Isso está relacionado à pequena quantidade de mulheres que usam métodos altamente eficazes e que não dependem da memória da usuária. Refiro-me aos DIUs e ao implante hormonal. Essas opções, cujo índice de falhas é igual ou menor que o do procedimento de laqueadura, são usadas por menos de 2% das brasileiras.
Por aqui, os campeões são a pílula e o preservativo, métodos mais sujeitos ao uso incorreto — não há como garantir a eficácia da pílula em caso de esquecimento ou má adesão. Não à toa, ela e a camisinha apresentam cerca de 20 vezes mais falhas que os DIUs e implantes.
De acordo com a pesquisa Nascer no Brasil: Inquérito Nacional Sobre Parto e Nascimento, 55,4% das mulheres não planejaram sua última gestação. Os grupos em que isso mais ocorre são os das adolescentes, usuárias de drogas e portadoras de doenças crônicas. Esse dado reforça a necessidade de criar estratégias diferenciadas para esses segmentos da população.

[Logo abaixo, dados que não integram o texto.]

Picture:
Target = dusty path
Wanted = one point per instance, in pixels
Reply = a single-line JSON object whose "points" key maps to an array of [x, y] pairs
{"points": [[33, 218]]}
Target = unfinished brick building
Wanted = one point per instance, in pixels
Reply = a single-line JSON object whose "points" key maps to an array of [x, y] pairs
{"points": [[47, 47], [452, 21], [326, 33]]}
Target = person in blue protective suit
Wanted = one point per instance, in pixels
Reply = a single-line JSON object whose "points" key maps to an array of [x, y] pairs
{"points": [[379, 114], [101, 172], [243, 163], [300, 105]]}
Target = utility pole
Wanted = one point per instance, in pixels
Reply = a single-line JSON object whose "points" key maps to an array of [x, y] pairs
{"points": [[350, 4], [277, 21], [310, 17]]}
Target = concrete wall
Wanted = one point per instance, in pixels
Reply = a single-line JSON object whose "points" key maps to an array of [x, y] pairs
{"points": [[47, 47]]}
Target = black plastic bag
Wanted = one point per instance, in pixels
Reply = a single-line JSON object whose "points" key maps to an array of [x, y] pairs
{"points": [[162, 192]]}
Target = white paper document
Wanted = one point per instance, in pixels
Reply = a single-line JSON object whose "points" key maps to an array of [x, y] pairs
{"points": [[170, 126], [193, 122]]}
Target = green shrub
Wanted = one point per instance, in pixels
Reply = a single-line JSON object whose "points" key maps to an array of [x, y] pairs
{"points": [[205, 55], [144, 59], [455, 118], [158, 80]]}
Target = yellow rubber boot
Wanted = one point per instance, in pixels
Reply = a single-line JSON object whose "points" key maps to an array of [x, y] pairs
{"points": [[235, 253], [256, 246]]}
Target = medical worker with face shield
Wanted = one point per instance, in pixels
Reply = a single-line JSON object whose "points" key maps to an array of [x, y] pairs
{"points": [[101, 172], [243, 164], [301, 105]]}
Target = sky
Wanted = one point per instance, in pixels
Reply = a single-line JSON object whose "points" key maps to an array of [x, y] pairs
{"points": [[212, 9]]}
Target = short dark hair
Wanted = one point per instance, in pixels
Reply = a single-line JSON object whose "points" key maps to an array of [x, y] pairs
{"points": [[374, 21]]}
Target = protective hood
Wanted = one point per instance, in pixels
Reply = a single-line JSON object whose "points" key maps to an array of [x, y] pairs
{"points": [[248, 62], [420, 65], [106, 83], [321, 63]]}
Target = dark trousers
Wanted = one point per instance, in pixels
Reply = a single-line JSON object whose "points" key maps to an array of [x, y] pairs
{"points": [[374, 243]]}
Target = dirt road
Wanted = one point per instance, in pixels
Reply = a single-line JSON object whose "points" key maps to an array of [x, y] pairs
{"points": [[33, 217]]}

A ausência de planejamento faz com que boa parte dessas mulheres não se cuide da melhor forma durante a gravidez, aumentando os riscos para elas (depressão pós-parto, aborto ilegal, violência doméstica…) e para os bebês (parto prematuro, baixo peso ao nascer, menor tempo de amamentação…).
Sem falar nos prejuízos econômicos: calcula-se que o Brasil gaste 4,1 bilhões de reais por ano com gestações não planejadas. Por essas e outras, esse fenômeno perpetua o ciclo de pobreza, especialmente entre adolescentes, uma vez que só 25% das jovens que engravidam continuam estudando.
Educar a população e viabilizar o acesso aos melhores meios contraceptivos são formas de garantir às brasileiras o direito de decidir sobre o melhor momento de ter um filho. E, ao assegurar esse direito, poderemos diminuir as desigualdades entre homens e mulheres, resguardar a saúde delas e construir uma sociedade mais próspera.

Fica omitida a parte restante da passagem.